My art explores the interactions between humans and other-than-humans, by highlighting the commonalities of form shared by ships and whales, by wondering about the ways we shape each other; through domestication, eating each other, and changing each others experience of the world, increasingly through extinction. Some of my recent projects focus on the entanglements between whales and humans, and the ways in which how we experience the lives of others through art may shape our attitudes and behaviors.
Engaging with the pressing ecological crises we face can feel daunting. With my work I endeavor to draw people in to contemplate these issues, without being overwhelmed by grimness and despair. Through light and sculpture I explore the interactions and relationships between humans and other species. This leads me to focus on our often harmful impacts on many beings, particularly whales and other marine wildlife. Coming to terms with the grief caused by the endangerment and extinctions of plants and animals which we humans are responsible for is a monumental challenge. I work to find ways that art can help to foster a sense of deep connectedness with the nonhuman kin with whom we share the world.

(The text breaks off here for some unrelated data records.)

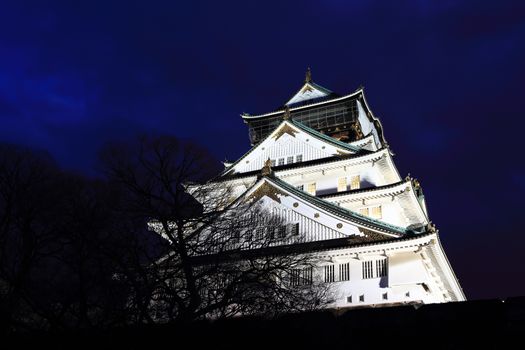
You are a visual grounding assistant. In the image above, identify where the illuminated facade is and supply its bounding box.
[191,71,465,307]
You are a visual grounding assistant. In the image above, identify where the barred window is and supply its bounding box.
[302,267,314,285]
[289,223,299,236]
[339,263,350,281]
[290,269,301,286]
[350,175,361,190]
[337,176,346,192]
[307,182,317,196]
[290,267,314,286]
[376,259,387,277]
[370,205,383,219]
[324,265,335,282]
[276,226,286,239]
[361,261,374,279]
[255,227,266,241]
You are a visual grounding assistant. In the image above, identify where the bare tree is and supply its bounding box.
[101,137,328,321]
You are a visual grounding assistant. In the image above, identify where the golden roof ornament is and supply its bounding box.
[304,67,312,83]
[283,106,290,120]
[261,158,273,176]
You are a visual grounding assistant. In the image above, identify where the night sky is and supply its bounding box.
[0,0,525,299]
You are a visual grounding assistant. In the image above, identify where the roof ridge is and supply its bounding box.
[217,119,364,177]
[319,179,410,198]
[241,88,364,119]
[290,119,363,152]
[266,177,411,235]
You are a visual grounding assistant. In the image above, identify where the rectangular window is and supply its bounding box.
[339,263,350,281]
[361,261,374,280]
[350,175,361,190]
[302,267,314,285]
[290,269,301,286]
[324,265,335,282]
[272,226,286,239]
[307,182,316,196]
[288,223,299,236]
[376,259,387,277]
[290,267,314,286]
[337,176,346,192]
[370,205,383,219]
[255,227,266,241]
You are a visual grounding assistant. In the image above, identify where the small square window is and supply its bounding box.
[308,182,317,196]
[359,208,368,216]
[370,205,383,219]
[350,175,361,190]
[337,176,346,192]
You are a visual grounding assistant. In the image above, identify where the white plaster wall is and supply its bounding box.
[319,251,446,307]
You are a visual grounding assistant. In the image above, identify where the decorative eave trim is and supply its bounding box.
[265,178,410,235]
[189,233,434,264]
[210,148,388,182]
[241,88,364,120]
[218,120,364,177]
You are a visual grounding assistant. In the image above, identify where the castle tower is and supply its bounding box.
[195,70,465,307]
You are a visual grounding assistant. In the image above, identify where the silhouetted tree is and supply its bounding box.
[97,137,327,322]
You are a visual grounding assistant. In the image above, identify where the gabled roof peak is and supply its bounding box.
[285,67,333,106]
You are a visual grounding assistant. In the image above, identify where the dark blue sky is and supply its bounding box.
[0,0,525,298]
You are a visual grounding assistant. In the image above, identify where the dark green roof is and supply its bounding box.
[266,177,415,235]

I create illuminated sculptural lanterns representing the breadth of biodiversity in the living world. When lit, these lanterns reveal skeletons, colors, and patterns of the creatures they represent - they cast a warm glow, drawing the viewer in. These works encourage the consideration of these beings, their role in ecosystems, and their wellbeing in the world. Inspired by open, public, inviting events, I work to facilitate the co-creation of large, participatory art installations, rooted in the places and ecologies they represent.